第27章 翔ぶ
ナイル・ドークはリヴァイによく “薄ら髭” と揶揄されているとおりの、少々くたびれた見かけの男だ。だが憲兵団師団長は伊達ではない。エルヴィン・スミスと訓練兵時代の同期である彼は、ともに調査兵団を目指したことのある熱いハートを持った真の漢だ。
そして基本的に部下に優しい。
オルオは直属の部下でもなんでもないが、根が優しい彼は子犬のような瞳で自身を見つめてくる調査兵に親切に声をかけてやる。
「興味があるなら見学すればいいだろう。俺は最後までつきあう気だから、一緒にどうだ?」
「いいんすか?」
「もちろんさ。リヴァイも別にいいだろう?」
「……勝手にしろ。そもそも俺は別に勝負してねぇが」
「………?」
勝負をしていないと言うリヴァイ。オルオは理解が追いつかない。
「ほっとけ。リヴァイのやつ、何が理由か知らないが、さっきからへそを曲げてるのさ」
「……では後学のためにも見学させてもらいますけど、部屋でペトラとマヤが俺の帰りを待ってます。兵長、どうしたら…? 呼んできたらいいっすか?」
ペトラとマヤの名が出た途端にリヴァイのこめかみがピクピクと動いた。
「もう夜も遅い。あいつらには休めと伝えろ」
「了解です」
リヴァイの命令どおりにしようと立ち上がったオルオだったが、すぐに公爵に止められた。

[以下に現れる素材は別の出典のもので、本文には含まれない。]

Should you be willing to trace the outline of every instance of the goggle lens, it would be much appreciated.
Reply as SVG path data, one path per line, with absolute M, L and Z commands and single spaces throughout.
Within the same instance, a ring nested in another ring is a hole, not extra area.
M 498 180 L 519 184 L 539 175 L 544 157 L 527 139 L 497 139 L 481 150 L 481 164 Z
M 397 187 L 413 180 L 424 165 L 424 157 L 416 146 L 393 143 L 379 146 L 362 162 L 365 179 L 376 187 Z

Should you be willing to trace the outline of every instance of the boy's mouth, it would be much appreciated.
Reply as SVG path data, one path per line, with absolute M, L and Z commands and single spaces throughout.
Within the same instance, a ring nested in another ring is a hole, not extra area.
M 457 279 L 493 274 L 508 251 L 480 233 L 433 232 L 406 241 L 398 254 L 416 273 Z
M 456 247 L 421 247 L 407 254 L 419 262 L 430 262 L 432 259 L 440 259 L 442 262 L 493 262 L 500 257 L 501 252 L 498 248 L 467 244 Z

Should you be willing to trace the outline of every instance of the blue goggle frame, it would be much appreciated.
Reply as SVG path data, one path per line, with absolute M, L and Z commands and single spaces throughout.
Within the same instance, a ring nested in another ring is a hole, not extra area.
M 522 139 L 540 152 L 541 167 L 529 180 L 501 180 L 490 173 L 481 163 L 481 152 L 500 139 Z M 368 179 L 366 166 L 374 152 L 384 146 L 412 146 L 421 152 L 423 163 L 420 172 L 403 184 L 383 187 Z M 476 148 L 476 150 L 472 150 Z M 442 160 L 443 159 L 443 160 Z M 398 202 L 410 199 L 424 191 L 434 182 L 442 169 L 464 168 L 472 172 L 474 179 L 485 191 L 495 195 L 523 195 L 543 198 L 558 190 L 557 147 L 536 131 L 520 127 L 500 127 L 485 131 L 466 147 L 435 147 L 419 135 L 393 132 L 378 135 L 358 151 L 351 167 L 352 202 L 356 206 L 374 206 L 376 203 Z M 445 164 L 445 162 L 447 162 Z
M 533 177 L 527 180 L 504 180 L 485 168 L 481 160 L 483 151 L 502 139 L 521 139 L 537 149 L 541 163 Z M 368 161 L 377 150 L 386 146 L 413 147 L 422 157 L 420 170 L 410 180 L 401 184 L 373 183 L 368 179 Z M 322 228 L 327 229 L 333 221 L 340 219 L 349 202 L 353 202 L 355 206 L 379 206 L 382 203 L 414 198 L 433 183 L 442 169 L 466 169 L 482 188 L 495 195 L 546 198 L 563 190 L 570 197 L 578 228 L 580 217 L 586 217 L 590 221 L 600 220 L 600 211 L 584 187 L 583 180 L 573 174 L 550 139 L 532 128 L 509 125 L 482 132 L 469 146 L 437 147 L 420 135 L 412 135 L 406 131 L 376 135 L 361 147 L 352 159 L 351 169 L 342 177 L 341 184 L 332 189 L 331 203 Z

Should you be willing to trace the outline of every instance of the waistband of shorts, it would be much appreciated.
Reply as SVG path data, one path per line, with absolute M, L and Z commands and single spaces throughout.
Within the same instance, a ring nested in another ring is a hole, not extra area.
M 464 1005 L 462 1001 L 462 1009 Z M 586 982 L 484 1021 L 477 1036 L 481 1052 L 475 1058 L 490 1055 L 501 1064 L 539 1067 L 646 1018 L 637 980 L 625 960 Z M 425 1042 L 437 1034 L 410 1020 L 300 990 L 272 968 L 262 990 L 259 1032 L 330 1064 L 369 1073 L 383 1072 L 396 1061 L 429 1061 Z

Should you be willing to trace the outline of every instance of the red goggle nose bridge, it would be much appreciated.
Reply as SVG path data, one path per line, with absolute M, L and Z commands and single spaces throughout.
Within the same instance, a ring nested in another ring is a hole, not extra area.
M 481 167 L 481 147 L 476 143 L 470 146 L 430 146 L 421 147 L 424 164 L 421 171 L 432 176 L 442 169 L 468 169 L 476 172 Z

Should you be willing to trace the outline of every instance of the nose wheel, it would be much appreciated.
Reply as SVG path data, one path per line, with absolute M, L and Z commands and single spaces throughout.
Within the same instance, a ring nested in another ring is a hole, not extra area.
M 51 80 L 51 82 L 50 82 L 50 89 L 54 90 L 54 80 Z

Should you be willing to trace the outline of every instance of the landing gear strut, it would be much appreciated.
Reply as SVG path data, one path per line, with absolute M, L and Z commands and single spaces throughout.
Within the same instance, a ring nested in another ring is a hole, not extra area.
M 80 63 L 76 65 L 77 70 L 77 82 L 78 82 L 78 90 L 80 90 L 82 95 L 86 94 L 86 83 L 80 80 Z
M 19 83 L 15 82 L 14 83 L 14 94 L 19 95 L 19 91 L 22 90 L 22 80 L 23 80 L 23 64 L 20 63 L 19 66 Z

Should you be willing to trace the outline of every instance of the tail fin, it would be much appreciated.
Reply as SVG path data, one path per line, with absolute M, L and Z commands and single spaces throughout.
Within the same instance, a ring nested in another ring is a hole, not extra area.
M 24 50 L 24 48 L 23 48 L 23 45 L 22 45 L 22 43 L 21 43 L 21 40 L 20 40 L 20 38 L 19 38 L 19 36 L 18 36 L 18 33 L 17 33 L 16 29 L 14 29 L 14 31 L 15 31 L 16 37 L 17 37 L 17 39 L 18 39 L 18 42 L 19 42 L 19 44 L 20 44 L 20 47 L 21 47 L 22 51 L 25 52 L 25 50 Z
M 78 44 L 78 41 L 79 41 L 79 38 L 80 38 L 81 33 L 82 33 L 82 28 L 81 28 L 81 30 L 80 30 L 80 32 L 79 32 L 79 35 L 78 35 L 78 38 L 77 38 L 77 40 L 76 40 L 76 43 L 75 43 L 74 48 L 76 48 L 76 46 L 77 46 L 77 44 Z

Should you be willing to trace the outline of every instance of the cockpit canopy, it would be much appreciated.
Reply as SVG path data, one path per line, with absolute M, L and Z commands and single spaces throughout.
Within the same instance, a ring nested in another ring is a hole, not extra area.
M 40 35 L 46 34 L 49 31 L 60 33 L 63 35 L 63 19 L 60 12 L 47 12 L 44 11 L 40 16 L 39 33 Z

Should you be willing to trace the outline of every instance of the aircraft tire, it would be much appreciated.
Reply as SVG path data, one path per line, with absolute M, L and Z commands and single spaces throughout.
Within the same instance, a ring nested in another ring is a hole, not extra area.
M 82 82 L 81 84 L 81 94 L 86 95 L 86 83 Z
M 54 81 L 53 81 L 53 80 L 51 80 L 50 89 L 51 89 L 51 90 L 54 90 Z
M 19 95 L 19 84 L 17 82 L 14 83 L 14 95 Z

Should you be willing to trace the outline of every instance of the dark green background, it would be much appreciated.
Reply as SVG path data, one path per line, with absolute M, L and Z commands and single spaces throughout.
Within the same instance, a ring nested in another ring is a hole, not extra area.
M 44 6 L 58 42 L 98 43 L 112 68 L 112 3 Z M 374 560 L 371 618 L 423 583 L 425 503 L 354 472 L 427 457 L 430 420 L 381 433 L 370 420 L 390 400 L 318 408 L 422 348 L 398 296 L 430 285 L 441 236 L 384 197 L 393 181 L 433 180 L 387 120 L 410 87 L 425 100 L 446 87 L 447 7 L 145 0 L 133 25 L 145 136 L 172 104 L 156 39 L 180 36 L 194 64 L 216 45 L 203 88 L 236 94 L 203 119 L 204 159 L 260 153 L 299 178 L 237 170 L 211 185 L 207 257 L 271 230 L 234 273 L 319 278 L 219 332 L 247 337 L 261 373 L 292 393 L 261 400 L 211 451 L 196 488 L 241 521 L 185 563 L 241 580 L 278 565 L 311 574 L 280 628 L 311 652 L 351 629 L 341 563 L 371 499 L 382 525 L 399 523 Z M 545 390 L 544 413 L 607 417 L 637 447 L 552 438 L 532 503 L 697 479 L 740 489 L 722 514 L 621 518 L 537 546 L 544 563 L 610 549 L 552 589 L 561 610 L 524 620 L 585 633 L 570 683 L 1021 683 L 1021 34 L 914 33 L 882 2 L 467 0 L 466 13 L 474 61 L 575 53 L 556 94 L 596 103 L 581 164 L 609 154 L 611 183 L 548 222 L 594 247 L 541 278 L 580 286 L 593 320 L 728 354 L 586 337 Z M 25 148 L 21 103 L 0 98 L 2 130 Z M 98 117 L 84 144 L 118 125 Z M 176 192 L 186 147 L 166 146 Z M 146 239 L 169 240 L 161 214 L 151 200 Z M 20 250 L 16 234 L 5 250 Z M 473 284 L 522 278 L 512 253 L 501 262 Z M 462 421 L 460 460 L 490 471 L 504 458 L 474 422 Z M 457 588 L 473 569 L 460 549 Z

「オルオ君が行くことはない、ここにいたまえ。ペトラ君とマヤ君のところへは、セバスチャンを行かせよう」
そうして公爵はセバスチャンを呼ぶと、ペトラとマヤをあらかじめ用意してある客室に案内するように命じた。
セバスチャンが螺旋階段を下りていくと、公爵はパンパンと両手を叩いた。
「さぁ、勝負を再開しようか! オルオ君も見てくれてることだしピッチを上げていこう。今からダブルだ!」
そう叫ぶと公爵は、テキーラをショットグラス二個になみなみと注ぐと、くいくいっと一気に飲み干す。
それを見てリヴァイは、黙って同じテキーラをダブルであおった。
……あんな強い酒を薄めずに一気に二杯も…!
これから目の前で繰り広げられるであろうバルネフェルト公爵とリヴァイ兵長の勝負を、固唾を呑んで見守るオルオの夜が始まった。